Dormire con l’aria condizionata fa male?

Non è consigliabile tenerla accesa tutta la notte, perché l’aria climatizzata secca le mucose respiratorie. La strategia migliore è accenderla in anticipo per rinfrescare la stanza e spegnerla prima di coricarsi.

Quando devo preoccuparmi per l’insonnia?

Se il l’insonnia in estate persiste a lungo, si presenta anche fuori dai periodi di caldo o compromette in modo evidente la giornata (stanchezza, difficoltà di concentrazione, irritabilità), è opportuno rivolgersi al medico o a un centro di medicina del sonno per individuarne la causa.

In breve

L’insonnia in estate nasce da un conflitto fisiologico: il corpo ha bisogno di raffreddarsi per dormire, ma il caldo glielo impedisce e blocca la melatonina. Agire sull’ambiente (camera fresca, tessuti traspiranti, condizionatore usato bene), sulle abitudini serali (doccia tiepida, cena leggera, niente caffeina e alcol) e sulla regolarità del sonno permette nella maggior parte dei casi di dormire meglio anche nelle notti più calde. Se però il problema persiste oltre l’estate, è il segnale per chiedere il parere di uno specialista.

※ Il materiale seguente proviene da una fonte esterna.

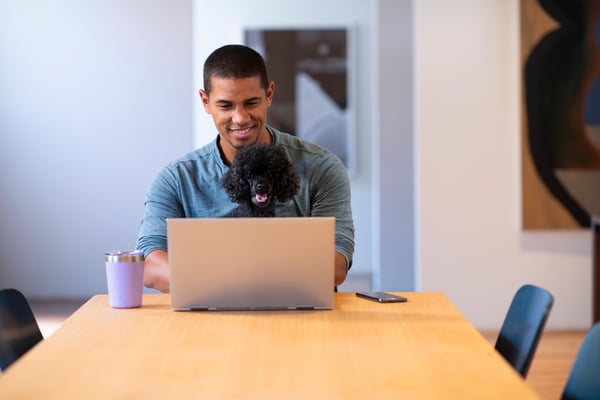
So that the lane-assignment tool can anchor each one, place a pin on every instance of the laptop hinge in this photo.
(304, 307)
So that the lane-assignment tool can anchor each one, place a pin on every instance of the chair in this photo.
(523, 325)
(584, 380)
(19, 330)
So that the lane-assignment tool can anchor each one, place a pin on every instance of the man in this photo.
(237, 94)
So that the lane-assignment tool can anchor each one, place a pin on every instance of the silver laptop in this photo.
(251, 263)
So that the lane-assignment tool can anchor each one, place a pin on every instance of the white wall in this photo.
(472, 246)
(95, 97)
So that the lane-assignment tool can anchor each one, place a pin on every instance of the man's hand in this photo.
(156, 271)
(341, 269)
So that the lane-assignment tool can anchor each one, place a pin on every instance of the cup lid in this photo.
(124, 255)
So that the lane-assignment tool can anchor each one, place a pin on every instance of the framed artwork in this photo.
(560, 169)
(311, 68)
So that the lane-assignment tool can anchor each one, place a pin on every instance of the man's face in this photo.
(239, 110)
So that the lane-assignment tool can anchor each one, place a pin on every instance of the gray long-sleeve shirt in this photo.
(191, 188)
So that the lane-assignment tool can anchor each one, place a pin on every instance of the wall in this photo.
(95, 97)
(468, 102)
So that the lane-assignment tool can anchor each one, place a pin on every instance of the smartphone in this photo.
(382, 297)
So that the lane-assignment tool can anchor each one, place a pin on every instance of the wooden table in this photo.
(422, 349)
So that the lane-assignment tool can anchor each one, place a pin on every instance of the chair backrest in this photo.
(523, 325)
(19, 330)
(584, 380)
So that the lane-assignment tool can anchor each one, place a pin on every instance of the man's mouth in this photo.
(242, 133)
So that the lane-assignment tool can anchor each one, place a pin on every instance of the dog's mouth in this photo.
(261, 198)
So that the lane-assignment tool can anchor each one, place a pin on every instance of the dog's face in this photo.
(261, 191)
(259, 176)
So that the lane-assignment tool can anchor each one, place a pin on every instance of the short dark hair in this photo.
(235, 61)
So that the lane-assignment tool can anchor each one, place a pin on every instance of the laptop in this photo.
(251, 263)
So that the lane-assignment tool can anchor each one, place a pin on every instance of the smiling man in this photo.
(237, 94)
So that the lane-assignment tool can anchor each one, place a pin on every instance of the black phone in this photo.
(382, 297)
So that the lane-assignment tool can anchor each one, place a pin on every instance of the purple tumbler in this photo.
(125, 277)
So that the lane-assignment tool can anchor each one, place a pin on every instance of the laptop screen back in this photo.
(251, 263)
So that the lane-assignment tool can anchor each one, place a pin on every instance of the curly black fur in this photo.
(261, 174)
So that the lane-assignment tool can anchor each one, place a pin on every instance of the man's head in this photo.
(234, 61)
(237, 94)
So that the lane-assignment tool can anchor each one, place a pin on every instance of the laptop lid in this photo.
(251, 263)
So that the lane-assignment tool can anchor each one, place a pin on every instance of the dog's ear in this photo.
(236, 186)
(286, 181)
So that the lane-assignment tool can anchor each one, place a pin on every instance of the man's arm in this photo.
(156, 271)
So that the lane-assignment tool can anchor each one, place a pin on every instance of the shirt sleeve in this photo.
(162, 202)
(331, 197)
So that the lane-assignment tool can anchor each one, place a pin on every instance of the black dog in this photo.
(260, 175)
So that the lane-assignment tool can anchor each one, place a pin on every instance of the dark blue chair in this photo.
(583, 382)
(523, 325)
(19, 330)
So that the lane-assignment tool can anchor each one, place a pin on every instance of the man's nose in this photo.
(240, 116)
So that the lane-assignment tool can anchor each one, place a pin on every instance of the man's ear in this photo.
(204, 98)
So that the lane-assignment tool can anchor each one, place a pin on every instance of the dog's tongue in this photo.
(261, 198)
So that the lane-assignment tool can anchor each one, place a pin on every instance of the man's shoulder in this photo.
(298, 148)
(202, 155)
(294, 143)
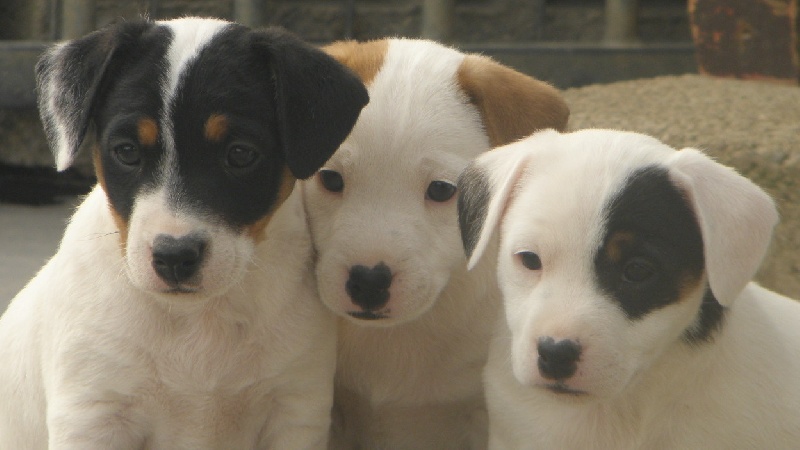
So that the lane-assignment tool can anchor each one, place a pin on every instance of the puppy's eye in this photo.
(331, 180)
(240, 156)
(637, 270)
(127, 154)
(440, 191)
(530, 260)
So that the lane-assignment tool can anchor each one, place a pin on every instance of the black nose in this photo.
(176, 260)
(369, 288)
(558, 360)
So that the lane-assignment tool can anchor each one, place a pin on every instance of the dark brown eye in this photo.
(240, 156)
(530, 260)
(127, 154)
(440, 191)
(637, 270)
(331, 180)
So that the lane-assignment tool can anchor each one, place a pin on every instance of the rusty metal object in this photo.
(748, 39)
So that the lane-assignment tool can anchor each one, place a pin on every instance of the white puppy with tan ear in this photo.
(414, 325)
(630, 320)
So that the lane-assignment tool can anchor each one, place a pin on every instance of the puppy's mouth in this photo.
(368, 315)
(179, 290)
(561, 389)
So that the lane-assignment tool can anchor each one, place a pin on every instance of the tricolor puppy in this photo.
(414, 325)
(630, 320)
(178, 311)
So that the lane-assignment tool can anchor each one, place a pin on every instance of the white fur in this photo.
(92, 361)
(645, 386)
(96, 353)
(411, 381)
(190, 36)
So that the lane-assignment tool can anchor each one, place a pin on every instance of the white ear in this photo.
(484, 191)
(735, 216)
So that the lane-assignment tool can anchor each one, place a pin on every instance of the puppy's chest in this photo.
(411, 369)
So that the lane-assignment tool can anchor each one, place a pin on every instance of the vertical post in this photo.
(621, 20)
(248, 12)
(77, 18)
(437, 20)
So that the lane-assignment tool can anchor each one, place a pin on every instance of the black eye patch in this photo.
(652, 251)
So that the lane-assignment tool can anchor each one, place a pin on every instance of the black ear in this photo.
(318, 99)
(473, 205)
(69, 77)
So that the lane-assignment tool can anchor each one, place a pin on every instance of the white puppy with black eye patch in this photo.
(630, 319)
(414, 324)
(179, 311)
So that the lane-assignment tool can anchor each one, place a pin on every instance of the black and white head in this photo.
(201, 128)
(612, 248)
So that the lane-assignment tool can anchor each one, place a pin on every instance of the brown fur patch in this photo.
(363, 58)
(122, 225)
(147, 129)
(615, 249)
(256, 230)
(512, 105)
(216, 127)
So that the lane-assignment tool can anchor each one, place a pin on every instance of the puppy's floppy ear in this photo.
(318, 100)
(735, 216)
(484, 191)
(512, 105)
(70, 78)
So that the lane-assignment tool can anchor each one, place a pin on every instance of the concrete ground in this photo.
(29, 236)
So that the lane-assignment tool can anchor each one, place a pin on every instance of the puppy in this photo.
(630, 321)
(414, 325)
(179, 312)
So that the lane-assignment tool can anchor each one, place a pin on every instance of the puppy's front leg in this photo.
(301, 416)
(82, 422)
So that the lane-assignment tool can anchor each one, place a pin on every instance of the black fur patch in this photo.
(473, 203)
(659, 231)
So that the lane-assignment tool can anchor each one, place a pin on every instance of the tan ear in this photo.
(512, 105)
(363, 58)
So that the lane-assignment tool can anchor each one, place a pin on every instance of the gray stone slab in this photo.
(29, 236)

Attenzione: Questo articolo ha finalità informative e divulgative e non sostituisce il parere medico. Le indicazioni si basano su raccomandazioni di centri di medicina del sonno e organizzazioni sanitarie. In caso di disturbi del sonno persistenti, o per bambini, anziani e persone con patologie, è sempre consigliabile consultare un medico.